In welcher Höhe hat die Bundesregierung Binnenflüchtlinge in Afghanistan in den Jahren 2008 bis 2014 unterstützt (bitte nach Jahr auflisten)?
a) Welche Projekte deutscher Entwicklungszusammenarbeit kommen Binnenflüchtlingen zugute (bitte für die Jahre 2008 bis 2014 einzeln aufschlüsseln)?
b) Welche humanitären Mittel hat die Bundesregierung in den Jahren 2008 bis 2014 für Binnenflüchtlinge in Afghanistan zur Verfügung gestellt?
c) Welche deutschen humanitären Hilfsorganisationen engagieren sich nach Kenntnis der Bundesregierung im Bereich der Versorgung von Binnenflüchtlingen?
Welche Mittel des deutschen Beitrages an das Flüchtlingshilfswerk der Vereinten Nationen sind für Afghanistan bestimmt?
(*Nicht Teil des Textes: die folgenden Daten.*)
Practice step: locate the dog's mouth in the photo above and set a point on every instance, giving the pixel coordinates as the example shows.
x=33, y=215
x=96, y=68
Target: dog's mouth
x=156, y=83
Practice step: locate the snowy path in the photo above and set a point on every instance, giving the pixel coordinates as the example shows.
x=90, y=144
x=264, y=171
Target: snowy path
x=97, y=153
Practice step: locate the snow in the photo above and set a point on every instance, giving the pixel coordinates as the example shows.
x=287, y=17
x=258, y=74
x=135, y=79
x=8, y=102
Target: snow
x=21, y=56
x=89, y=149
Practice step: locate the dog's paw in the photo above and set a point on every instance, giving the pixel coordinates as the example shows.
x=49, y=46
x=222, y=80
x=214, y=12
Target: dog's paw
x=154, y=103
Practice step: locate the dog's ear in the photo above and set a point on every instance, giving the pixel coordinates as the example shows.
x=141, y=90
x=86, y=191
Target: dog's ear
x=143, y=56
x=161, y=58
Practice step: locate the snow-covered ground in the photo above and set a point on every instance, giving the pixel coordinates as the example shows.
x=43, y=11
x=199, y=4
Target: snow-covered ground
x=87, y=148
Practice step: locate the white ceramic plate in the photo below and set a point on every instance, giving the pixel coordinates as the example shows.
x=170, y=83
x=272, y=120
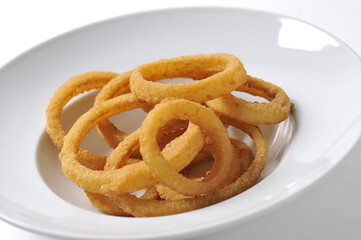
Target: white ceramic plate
x=318, y=71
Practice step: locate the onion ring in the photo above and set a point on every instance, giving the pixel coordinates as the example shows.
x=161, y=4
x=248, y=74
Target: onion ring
x=149, y=208
x=220, y=73
x=209, y=122
x=244, y=158
x=62, y=96
x=273, y=112
x=106, y=181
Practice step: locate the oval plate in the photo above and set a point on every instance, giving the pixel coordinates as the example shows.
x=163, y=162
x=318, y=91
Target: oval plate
x=318, y=71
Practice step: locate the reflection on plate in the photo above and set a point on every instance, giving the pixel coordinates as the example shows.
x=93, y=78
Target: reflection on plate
x=309, y=64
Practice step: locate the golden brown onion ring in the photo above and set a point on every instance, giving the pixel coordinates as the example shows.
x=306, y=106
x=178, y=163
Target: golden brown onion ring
x=109, y=181
x=73, y=87
x=148, y=208
x=244, y=158
x=214, y=129
x=218, y=73
x=271, y=112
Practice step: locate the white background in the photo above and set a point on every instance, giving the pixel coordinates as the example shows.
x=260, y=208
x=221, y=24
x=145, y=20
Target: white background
x=330, y=209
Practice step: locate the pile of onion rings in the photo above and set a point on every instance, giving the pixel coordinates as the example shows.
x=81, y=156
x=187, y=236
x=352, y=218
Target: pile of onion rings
x=186, y=125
Welche Mittel sind davon jeweils für Projekte zur Versorgung von Binnenflüchtlingen, und welche Mittel sind für die Versorgung von Flüchtlingen vorgesehen?
In welcher Höhe werden nach Kenntnis der Bundesregierung internationale Hilfsgelder zur Bewältigung der Probleme der Binnenflüchtlinge in Afghanistan bereitgestellt?
Wie bewertet die Bundesregierung die am 11. Februar 2015 von der afghanischen Regierung verabschiedete Gesetzgebung zum Umgang mit Binnenflüchtlingen?
a) Welche Herausforderungen sind nach Ansicht der Bundesregierung bei der Umsetzung dieser Gesetzgebung zu erwarten?
b) Unterstützt oder plant die Bundesregierung, die Umsetzung dieser Politik zu unterstützten? Wenn ja, mit welchen Maßnahmen?
c) Plant die Bundesregierung ihre Unterstützung im Zuge der neuen Gesetzgebung zu intensivieren? Wenn nein, warum nicht? Wenn ja, in welchen Bereichen?
In welcher Weise begegnet die Ausbildungsmission der NATO (Organisation des Nordatlantikvertrages) dem Problem der zunehmenden Vertreibung der Bevölkerung im Rahmen der anhaltenden Kämpfe zwischen den afghanischen Sicherheitskräften?
Wie bewertet die Bundesregierung die Sicherheitslage in Afghanistan im Hinblick auf die Fähigkeit humanitärer Hilfsorganisationen, Binnenflüchtlinge zu erreichen?